Hace días – o tal vez semanas prendidas en sueños furtivos - que intentamos leer abandonados libros y es imposible conseguirlo con calma.
Abrimos un libro al azar, posamos los ojos sobre unas líneas, manoseamos sus páginas y volvemos a cerrarlo. Demasiadas evocaciones sobre los manojos de hierba creciendo libremente en las macetas del balcón… y sobre los afectos amorosos que se han ido envueltos en brumas y pesadumbres.
De todo lo vivido – y quizás tal vez haya sido mucho - nos queda una brizna de escozor; las más, aflicciones que el tiempo ayuda a disipar y solamente deja, nítidos y palpables, los momentos buenos. Nos acordamos más fácilmente de los instantes agradables que de los acongojados.
Los recuerdos llegan al compás de la primera brisa veraniega y con ella los sentimientos encontrados.
¿En qué ciudad un rostro de muchacha en madrigal nos lanzó una sonrisa y, al hacerlo, cerró el balcón tras una hilera de altos tilos? ¿En Esmirna, cerca de la playa donde Homero imaginó a Ulises? Se hace Imposible recordarlo. Posiblemente sucedió en Capri, bajando el promontorio hacia la Torre de Tiberio, o doblando un muro de piedra en el Puerto de Marina Grande. Ahora no estamos seguros. Todo es igual a espejos reflejando una acuarela inundada de vaho convertido en desaliento.
Con los años, ya es más reconfortante guarnecerse en el balcón de la vereda, lugar de las congojas amortajadas. En sus paredes color ocre, entre añejos libros conocedores de nuestras cuitas, el poema de William Wordsworth se abre a un nidal de resonancias enclaustradas, dejándonos una sensación de afinidad recóndita y la certeza de haber vivido al compás macerado, los latidos del corazón.
“Aunque mis ojos ya no puedan ver ese puro destello, / que en mi juventud me deslumbraba; / aunque ya nada pueda devolver / la hora del esplendor en la hierba / de la gloria en las flores, / no hay que afligirse. / Porque la belleza siempre subsiste en el recuerdo”.
En el poema hay melancolía, y a su vez una enorme esperanza en las médulas del espíritu evocador.
Ya es verano y al campo y a los paseos de las playas anchas e inmensas, han salido en desbandada igual a golondrinas oscuras las veteranas bicicletas al encuentro de nuevos o antiguos amores que renacen o mueren en cada canícula.
Los antaños compañeros de vino, palabras, trovas y madrigales, se disiparon al vaivén de los caminos sin retorno.
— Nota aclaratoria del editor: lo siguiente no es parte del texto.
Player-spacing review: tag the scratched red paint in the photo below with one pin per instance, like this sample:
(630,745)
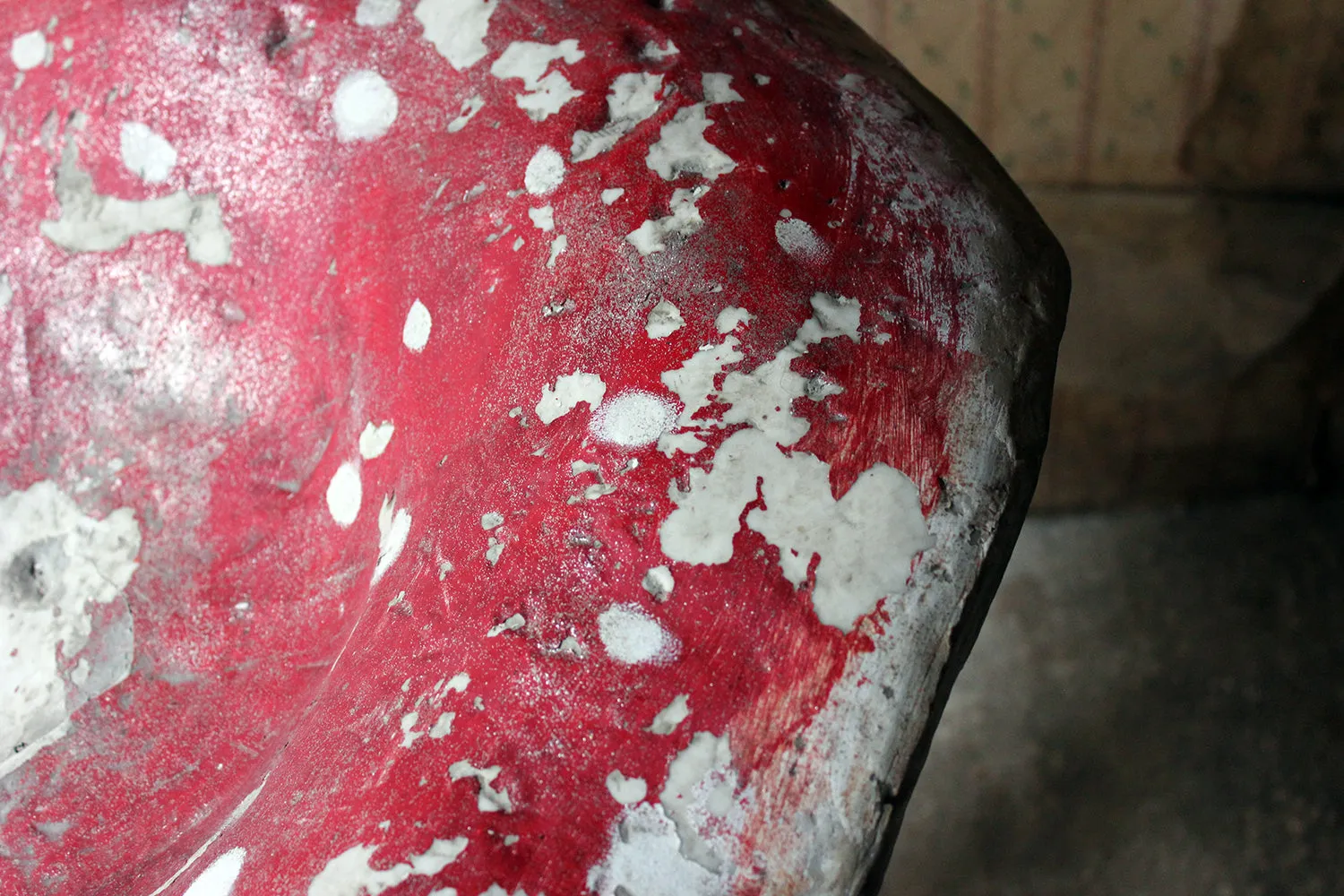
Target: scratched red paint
(260,645)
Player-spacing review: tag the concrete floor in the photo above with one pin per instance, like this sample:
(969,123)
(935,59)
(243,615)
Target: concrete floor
(1155,707)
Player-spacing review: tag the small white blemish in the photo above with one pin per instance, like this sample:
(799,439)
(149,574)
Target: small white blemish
(488,798)
(545,171)
(664,319)
(344,493)
(145,153)
(394,527)
(797,238)
(29,50)
(671,715)
(470,107)
(633,419)
(631,635)
(569,392)
(717,88)
(457,29)
(374,440)
(408,723)
(659,583)
(443,727)
(558,246)
(375,13)
(731,317)
(363,107)
(626,790)
(218,879)
(653,53)
(542,218)
(513,624)
(416,331)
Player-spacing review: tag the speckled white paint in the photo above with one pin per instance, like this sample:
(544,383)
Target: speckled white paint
(633,419)
(569,392)
(545,172)
(632,637)
(375,440)
(376,13)
(344,493)
(363,107)
(457,29)
(417,327)
(145,153)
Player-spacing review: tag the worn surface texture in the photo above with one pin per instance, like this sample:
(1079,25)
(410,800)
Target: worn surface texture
(492,447)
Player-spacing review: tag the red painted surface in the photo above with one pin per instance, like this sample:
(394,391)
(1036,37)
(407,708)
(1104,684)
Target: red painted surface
(261,648)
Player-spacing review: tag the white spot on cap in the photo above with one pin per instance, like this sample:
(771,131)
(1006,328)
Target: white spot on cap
(376,13)
(664,319)
(416,331)
(457,29)
(29,50)
(632,637)
(659,583)
(344,493)
(374,440)
(145,153)
(569,392)
(626,790)
(633,419)
(545,172)
(218,879)
(798,239)
(363,107)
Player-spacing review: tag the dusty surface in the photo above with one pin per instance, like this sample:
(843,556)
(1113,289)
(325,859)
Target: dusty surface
(1153,707)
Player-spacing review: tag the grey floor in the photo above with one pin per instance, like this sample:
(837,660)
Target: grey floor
(1155,707)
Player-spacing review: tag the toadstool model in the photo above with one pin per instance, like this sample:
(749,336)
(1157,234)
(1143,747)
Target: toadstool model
(491,446)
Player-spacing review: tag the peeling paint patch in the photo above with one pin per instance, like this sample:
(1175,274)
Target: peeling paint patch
(682,148)
(363,107)
(546,93)
(344,495)
(632,637)
(457,29)
(375,440)
(56,564)
(569,392)
(664,319)
(145,153)
(631,99)
(94,223)
(351,874)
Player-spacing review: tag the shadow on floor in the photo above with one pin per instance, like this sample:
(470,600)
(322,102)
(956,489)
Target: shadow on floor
(1155,705)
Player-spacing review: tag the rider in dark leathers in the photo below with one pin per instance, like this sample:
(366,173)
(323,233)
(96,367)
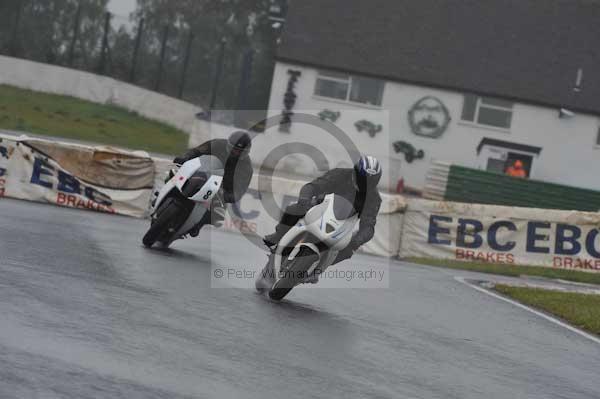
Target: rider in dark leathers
(358,185)
(234,154)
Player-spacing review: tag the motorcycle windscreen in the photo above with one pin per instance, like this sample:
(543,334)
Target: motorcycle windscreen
(209,166)
(342,208)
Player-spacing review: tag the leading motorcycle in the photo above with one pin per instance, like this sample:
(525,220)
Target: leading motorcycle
(182,203)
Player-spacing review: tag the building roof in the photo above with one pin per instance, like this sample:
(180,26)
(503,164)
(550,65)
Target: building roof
(508,145)
(525,50)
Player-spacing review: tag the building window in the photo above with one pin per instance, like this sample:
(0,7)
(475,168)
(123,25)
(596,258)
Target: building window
(487,111)
(349,88)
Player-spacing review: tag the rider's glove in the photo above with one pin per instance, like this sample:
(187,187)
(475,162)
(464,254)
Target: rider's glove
(354,244)
(179,161)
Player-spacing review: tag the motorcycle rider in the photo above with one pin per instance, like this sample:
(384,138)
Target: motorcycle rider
(234,154)
(357,185)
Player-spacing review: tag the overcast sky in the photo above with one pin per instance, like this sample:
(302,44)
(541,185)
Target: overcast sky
(121,7)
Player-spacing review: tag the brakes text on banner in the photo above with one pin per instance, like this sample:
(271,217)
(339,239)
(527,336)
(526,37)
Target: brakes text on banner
(502,235)
(35,176)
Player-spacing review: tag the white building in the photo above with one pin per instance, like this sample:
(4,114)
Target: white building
(479,85)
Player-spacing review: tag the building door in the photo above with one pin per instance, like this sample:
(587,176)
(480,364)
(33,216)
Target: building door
(527,161)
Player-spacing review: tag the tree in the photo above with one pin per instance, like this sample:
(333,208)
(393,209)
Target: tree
(45,27)
(243,23)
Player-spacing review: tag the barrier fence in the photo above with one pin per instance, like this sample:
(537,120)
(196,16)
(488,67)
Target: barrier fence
(113,181)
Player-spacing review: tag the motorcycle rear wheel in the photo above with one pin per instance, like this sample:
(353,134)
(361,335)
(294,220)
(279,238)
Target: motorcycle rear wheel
(166,215)
(294,274)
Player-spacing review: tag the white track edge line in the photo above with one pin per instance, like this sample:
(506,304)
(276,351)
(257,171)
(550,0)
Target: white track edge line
(531,310)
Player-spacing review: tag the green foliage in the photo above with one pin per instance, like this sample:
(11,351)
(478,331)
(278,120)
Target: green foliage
(46,33)
(46,28)
(71,118)
(243,24)
(511,270)
(481,187)
(581,310)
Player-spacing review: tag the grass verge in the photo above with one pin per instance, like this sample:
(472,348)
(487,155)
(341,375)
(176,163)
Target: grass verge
(71,118)
(580,310)
(512,270)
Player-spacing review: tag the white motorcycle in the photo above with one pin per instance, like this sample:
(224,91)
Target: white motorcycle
(310,247)
(184,200)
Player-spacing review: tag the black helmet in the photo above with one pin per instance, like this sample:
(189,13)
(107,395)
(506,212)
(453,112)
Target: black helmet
(368,173)
(239,144)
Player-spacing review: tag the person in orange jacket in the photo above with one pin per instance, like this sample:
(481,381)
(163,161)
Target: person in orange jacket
(516,170)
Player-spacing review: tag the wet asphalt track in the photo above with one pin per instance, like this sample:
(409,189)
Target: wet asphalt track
(86,312)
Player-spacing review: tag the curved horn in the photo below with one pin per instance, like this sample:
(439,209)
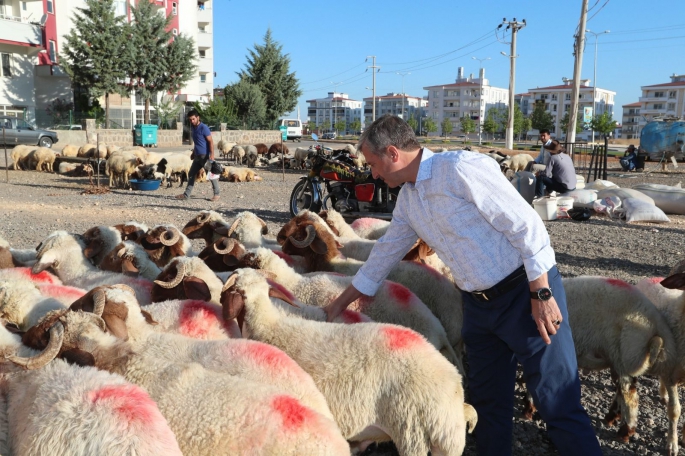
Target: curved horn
(229,243)
(181,270)
(311,235)
(47,355)
(175,236)
(233,227)
(99,302)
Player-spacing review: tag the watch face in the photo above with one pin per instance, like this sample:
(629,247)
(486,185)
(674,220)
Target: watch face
(544,294)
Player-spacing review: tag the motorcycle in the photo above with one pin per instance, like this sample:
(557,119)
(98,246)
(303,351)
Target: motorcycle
(335,182)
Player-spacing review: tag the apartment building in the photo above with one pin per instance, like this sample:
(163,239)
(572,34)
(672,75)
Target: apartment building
(398,104)
(557,100)
(336,106)
(465,97)
(32,32)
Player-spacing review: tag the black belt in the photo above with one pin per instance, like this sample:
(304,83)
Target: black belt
(503,286)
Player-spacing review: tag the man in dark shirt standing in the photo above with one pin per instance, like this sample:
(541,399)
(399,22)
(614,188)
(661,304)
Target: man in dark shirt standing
(202,153)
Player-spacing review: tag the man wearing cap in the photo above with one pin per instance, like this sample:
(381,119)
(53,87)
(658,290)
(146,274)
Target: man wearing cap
(499,253)
(559,175)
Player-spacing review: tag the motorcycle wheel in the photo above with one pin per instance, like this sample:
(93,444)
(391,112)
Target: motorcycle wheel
(306,201)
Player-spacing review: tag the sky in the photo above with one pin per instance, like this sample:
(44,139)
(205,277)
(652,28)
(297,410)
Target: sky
(329,42)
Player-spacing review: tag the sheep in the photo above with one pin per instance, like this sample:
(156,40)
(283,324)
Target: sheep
(70,150)
(436,291)
(394,303)
(63,253)
(187,278)
(130,258)
(174,164)
(19,153)
(515,162)
(60,408)
(406,392)
(255,419)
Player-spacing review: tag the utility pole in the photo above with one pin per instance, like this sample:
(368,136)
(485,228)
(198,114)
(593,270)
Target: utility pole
(515,27)
(374,70)
(577,66)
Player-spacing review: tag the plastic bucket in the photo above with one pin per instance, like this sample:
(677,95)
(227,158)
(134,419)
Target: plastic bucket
(546,208)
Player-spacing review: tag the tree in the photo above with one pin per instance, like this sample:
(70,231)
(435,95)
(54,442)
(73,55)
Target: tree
(446,126)
(540,118)
(268,68)
(249,102)
(429,125)
(603,123)
(157,61)
(467,124)
(94,51)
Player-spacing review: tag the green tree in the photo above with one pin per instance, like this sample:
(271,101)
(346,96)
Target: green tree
(446,126)
(249,102)
(157,61)
(541,119)
(268,67)
(94,50)
(603,123)
(429,125)
(467,124)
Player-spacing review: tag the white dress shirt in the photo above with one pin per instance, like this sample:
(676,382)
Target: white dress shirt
(465,209)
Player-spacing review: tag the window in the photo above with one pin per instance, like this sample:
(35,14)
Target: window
(53,52)
(6,70)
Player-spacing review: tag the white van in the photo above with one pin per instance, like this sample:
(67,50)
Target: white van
(294,128)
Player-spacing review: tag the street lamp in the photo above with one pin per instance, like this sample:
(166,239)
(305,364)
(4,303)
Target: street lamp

Ahora, sobre las tapias desconchadas cercanas al mar Mediterráneo, perduran remembranzas que el tiempo apasionante convirtió en bruma y cal.
La brisa con saborcillo a salitre inflamado, nos vuelve a traer recuerdos aún no disipados: es como si la subsistencia o la alegría interior – un poco asediada - , nos llamara a pisar la arena brillante, el rompiente agua y a contemplar la desnudez hermosa de las jóvenes muchachas en flor.
Ha llegado la estación del verano y con ella risueñas evocaciones sobre la piel rasgada. El sol invita al sosiego y la calma entre las dunas de El Saler, y la playa de levantina de Malvarrosa nos recuerda que aún subsistimos.
Hablaremos con ardor como Violeta Parra: “Gracias a la vida, que me ha dado tanto”.